At infinite width, NTK is deterministic and "frozen"; finite-width corrections yield NTK evolution, enabling feature learning.
At "criticality" (suitable scaling of weights and activations), higher-order cumulants and NTK corrections remain stable with increasing depth.
For scale-invariant activations (e.g., ReLU), no finite-width correction appears on the NTK diagonal, and empirically the diagonal entries of the NTK remain exact at arbitrary width.

Architectural choices directly affect NTK spectral properties and, thus, optimization and generalization:

Fourier feature embeddings inject high-frequency components, improving learnability for oscillatory targets (Mysore et al., 9 Dec 2025).
Residual scaling and stochastic depth regularize the NTK spectrum, preventing eigenvalue explosion and ensuring optimization stability.
The evolution and conditioning of NTK eigenvalues dictate mode-wise convergence and generalization error bounds.

7. Applications and Practical Implications

NTK-driven methodologies find application in federated learning, where NTK-based updates can be used for convergence analysis and algorithmic improvements in both centralized (FedAvg) and decentralized (DFL) settings (Huang et al., 2021, Thompson et al., 2 Oct 2024).
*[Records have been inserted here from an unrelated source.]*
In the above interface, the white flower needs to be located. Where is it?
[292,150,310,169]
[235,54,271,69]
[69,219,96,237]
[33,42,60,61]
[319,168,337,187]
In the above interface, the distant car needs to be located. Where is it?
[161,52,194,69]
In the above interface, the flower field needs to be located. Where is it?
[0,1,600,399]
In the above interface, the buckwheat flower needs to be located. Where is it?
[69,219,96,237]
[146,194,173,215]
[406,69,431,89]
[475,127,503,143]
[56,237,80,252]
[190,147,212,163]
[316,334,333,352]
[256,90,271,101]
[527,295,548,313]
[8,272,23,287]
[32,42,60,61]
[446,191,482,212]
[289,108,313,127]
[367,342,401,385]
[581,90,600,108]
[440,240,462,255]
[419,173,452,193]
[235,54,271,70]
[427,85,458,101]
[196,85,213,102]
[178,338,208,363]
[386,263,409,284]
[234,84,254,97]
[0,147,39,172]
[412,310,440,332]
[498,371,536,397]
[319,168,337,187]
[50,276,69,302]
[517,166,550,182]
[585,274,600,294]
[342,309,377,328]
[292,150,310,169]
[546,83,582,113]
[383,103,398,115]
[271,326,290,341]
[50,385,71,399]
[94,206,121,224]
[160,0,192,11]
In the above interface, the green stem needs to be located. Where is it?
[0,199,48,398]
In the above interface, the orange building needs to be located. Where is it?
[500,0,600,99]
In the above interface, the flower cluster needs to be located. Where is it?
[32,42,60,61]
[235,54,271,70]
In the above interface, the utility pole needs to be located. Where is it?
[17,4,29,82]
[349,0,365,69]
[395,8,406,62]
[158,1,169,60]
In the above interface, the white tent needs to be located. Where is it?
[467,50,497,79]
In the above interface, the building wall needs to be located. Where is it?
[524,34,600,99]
In genetic risk modeling, embedding the empirical NTK into classical statistical models enables both accuracy and interpretability: variance-component estimation and heritability decomposition in linear mixed models directly leverage the NTK (NTK-LMM), combining nonlinear representation power with the advantages of convex statistical estimation (Ge et al., 1 Oct 2025).

The NTK has motivated scalable software implementations such as torchNTK (Engel et al., 2022), providing practical layerwise decomposition and optimization diagnostics. The NTK-FL and NTK-DFL frameworks achieve communication-efficient federated learning by combining kernel-based analytical updates with model-averaging, particularly effective in heterogeneous data regimes.

References

(Jacot et al., 2018) Jacot, Gabriel, and Hongler, "Neural Tangent Kernel: Convergence and Generalization in Neural Networks"
(Seleznova et al., 2023) Goldt et al., "Neural (Tangent Kernel) Collapse"
(Shan et al., 2021) Lampinen and Ganguli, "A Theory of Neural Tangent Kernel Alignment and Its Influence on Training"
(Wenger et al., 2023) Zech et al., "On the Disconnect Between Theory and Practice of Neural Networks: Limits of the NTK Perspective"
(Engel et al., 2022) Engel et al., "TorchNTK: A Library for Calculation of Neural Tangent Kernels of PyTorch Models"
(Nakaji et al., 2021) Cerezo et al., "Quantum-enhanced neural networks in the neural tangent kernel framework"
(Guillen et al., 15 Aug 2025) Srivastava et al., "Finite-Width Neural Tangent Kernels from Feynman Diagrams"
(Nguyen et al., 23 Dec 2024) Kabanikhin et al., "Optimal Convergence Rates for Neural Operators"
(Mysore et al., 9 Dec 2025) Benigni and Paquette, "Mathematical Foundations of Neural Tangents and Infinite-Width Networks"
(Ge et al., 1 Oct 2025) Park et al., "Neural Tangent Kernels for Complex Genetic Risk Prediction: Bridging Deep Learning and Kernel Methods in Genomics"
(Huang et al., 2021) Xie et al., "FL-NTK: A Neural Tangent Kernel-based Framework for Federated Learning Convergence Analysis"
(Thompson et al., 2 Oct 2024) Dinh et al., "NTK-DFL: Enhancing Decentralized Federated Learning in Heterogeneous Settings via Neural Tangent Kernel"
(Yang, 2020) Yang, "Tensor Programs II: Neural Tangent Kernel for Any Architecture"
(Khalafi et al., 2023) Becker et al., "Neural Tangent Kernels Motivate Graph Neural Networks with Cross-Covariance Graphs"
(Huang et al., 2019) Huang and Yau, "Dynamics of Deep Neural Networks and Neural Tangent Hierarchy"
(Liu et al., 19 Jan 2025) Liu et al., "Issues with Neural Tangent Kernel Approach to Neural Networks"
(Zandieh, 2021) Chen et al., "Learning with Neural Tangent Kernels in Near Input Sparsity Time"
(Zandieh et al., 2021) Chen et al., "Scaling Neural Tangent Kernels via Sketching and Random Features"
(Avidan et al., 2023) Schnaack et al., "Connecting NTK and NNGP: A Unified Theoretical Framework for Wide Neural Network Learning Dynamics"

This confluence of kernel methods, random matrix theory, computational physics, and statistical learning theory continues to drive both theoretical progress and practical tools in deep learning research.